This month's MHRI-GHUCCTS Monthly Statistical Seminar Series features Dr. Paul Kolm, Associate Director in the Department of Biostatistics and Biomedical Informatics at MedStar Health Research Institute. Dr. Kolm will discuss meta-analysis.

ABSTRACT: Meta-analysis combines the results of several studies to overcome small samples of individual studies and estimate a "true" effect size of some treatment, therapy, etc. There has been a substantial increase in the number of meta-analyses published in the past few years, but many appear to not understand the potential problems of the method and draw incorrect conclusions. We will examine the method, potential problems, and what can and cannot be inferred from the results.

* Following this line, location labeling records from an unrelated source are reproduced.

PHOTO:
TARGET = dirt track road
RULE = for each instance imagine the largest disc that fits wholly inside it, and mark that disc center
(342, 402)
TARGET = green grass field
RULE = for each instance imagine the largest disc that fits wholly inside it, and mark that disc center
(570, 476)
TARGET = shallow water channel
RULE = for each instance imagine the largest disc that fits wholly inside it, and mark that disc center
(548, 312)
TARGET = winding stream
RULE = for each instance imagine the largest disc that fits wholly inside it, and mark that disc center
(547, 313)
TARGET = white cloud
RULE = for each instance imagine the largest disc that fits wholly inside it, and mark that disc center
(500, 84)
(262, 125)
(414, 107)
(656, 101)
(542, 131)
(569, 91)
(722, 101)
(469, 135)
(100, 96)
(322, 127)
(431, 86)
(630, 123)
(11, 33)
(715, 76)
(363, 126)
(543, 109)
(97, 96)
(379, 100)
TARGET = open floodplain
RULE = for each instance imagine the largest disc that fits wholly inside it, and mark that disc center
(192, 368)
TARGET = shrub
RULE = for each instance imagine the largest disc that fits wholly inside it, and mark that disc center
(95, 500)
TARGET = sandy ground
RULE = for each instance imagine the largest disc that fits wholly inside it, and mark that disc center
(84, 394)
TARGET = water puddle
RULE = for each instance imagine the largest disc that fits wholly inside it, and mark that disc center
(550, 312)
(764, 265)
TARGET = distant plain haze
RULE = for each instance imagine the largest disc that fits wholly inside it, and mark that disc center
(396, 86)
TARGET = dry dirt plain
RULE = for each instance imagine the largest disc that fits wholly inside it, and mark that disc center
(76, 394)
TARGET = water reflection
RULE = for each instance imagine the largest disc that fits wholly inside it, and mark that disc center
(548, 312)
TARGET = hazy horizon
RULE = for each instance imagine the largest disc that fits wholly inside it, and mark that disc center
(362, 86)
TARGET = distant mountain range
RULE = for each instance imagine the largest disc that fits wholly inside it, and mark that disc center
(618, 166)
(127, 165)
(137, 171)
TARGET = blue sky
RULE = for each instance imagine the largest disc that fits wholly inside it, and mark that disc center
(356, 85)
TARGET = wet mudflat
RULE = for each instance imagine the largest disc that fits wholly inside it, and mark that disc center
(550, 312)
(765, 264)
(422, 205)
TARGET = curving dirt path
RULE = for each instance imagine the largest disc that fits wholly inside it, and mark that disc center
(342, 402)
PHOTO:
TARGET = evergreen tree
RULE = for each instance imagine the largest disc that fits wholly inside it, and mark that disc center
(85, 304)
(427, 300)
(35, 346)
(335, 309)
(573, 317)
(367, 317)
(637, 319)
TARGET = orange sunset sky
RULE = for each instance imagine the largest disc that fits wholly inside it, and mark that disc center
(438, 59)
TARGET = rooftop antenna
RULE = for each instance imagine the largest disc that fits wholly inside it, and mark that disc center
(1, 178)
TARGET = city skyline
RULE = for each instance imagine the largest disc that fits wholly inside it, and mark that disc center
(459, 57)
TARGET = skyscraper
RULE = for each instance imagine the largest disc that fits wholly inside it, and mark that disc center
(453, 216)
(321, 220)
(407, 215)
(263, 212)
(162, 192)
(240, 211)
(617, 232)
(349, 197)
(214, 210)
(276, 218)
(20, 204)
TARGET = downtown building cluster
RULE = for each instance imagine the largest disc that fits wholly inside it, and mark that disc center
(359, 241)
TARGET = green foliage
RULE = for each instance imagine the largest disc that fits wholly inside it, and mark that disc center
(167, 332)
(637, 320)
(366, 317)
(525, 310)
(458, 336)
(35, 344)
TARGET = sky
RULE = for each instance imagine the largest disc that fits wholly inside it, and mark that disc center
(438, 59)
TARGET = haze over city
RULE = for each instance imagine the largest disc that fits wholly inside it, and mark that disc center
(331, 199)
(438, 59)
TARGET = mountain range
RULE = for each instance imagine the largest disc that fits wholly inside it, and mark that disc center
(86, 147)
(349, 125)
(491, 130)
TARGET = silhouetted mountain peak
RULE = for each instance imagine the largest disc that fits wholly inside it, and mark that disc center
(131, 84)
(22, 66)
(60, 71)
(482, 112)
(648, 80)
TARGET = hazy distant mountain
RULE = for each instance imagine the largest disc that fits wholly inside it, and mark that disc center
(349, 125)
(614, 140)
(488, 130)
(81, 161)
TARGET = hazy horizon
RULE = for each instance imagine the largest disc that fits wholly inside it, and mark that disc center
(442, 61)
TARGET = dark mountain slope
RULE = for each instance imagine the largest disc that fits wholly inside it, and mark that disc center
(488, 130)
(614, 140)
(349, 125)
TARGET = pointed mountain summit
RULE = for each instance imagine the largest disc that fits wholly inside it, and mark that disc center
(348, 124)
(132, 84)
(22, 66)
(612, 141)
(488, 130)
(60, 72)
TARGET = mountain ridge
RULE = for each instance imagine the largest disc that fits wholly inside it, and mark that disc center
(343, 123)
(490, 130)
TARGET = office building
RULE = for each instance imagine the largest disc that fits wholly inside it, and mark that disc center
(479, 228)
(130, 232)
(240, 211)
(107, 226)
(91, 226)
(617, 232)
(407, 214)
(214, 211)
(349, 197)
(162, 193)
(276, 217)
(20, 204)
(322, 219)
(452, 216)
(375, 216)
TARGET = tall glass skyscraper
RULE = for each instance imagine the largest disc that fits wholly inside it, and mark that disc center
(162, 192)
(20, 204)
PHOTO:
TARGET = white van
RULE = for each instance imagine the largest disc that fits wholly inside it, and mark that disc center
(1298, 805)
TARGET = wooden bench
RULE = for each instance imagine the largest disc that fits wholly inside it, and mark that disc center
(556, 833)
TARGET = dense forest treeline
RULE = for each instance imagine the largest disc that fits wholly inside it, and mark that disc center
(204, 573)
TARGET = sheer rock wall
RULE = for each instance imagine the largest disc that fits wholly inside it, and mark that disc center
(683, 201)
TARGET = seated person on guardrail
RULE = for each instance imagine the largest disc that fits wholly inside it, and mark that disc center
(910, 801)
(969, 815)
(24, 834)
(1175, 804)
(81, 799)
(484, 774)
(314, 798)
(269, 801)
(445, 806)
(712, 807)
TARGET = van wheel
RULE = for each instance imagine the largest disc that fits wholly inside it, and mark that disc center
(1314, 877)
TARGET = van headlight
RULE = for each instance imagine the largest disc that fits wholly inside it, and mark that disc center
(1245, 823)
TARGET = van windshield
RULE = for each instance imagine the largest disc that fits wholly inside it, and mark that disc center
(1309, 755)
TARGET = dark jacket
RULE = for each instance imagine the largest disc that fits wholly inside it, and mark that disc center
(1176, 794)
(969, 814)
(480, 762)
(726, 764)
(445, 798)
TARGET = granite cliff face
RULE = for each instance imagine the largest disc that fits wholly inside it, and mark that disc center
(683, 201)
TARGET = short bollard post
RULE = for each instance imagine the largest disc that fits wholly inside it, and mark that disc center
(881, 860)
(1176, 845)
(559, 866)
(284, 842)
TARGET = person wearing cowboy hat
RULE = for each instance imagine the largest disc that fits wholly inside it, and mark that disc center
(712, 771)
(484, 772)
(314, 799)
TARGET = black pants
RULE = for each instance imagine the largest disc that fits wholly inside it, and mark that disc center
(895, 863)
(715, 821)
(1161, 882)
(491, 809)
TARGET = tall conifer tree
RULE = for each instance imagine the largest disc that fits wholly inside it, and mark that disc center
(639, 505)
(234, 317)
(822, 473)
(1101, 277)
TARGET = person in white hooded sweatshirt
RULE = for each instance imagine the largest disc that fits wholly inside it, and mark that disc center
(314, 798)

Dr. Kolm is Associate Director, Department of Biostatistics and Biomedical Informatics at MedStar Health Research Institute. He has over 30 years of experience in consulting with principal investigators in the design and analysis of clinical trials, retrospective and observational studies, and large patient registries. He has served as Statistical Editor of JACC-Interventions, served on the Scientific and Clinical Support Committee of the American College of Cardiology National Cardiovascular Data Registry (NCDR), and the American Heart Association Epidemiology, Prevention, Outcomes, and Behavioral study section. While at Emory University, he was the lead biostatistician for the Grady Hospital General Clinical Research Center (GCRC) and a member of the GCRC Advisory Committee, which reviewed Emory and Grady research protocols for scientific merit. He is currently the lead biostatistician for several NIH and industry-funded studies. Dr. Kolm’s statistical areas of interest include cost-effectiveness analyses, multiple imputation methods for missing data, analysis of sparse outcomes, and multivariable regression models where the number of variables is greater than the number of participants.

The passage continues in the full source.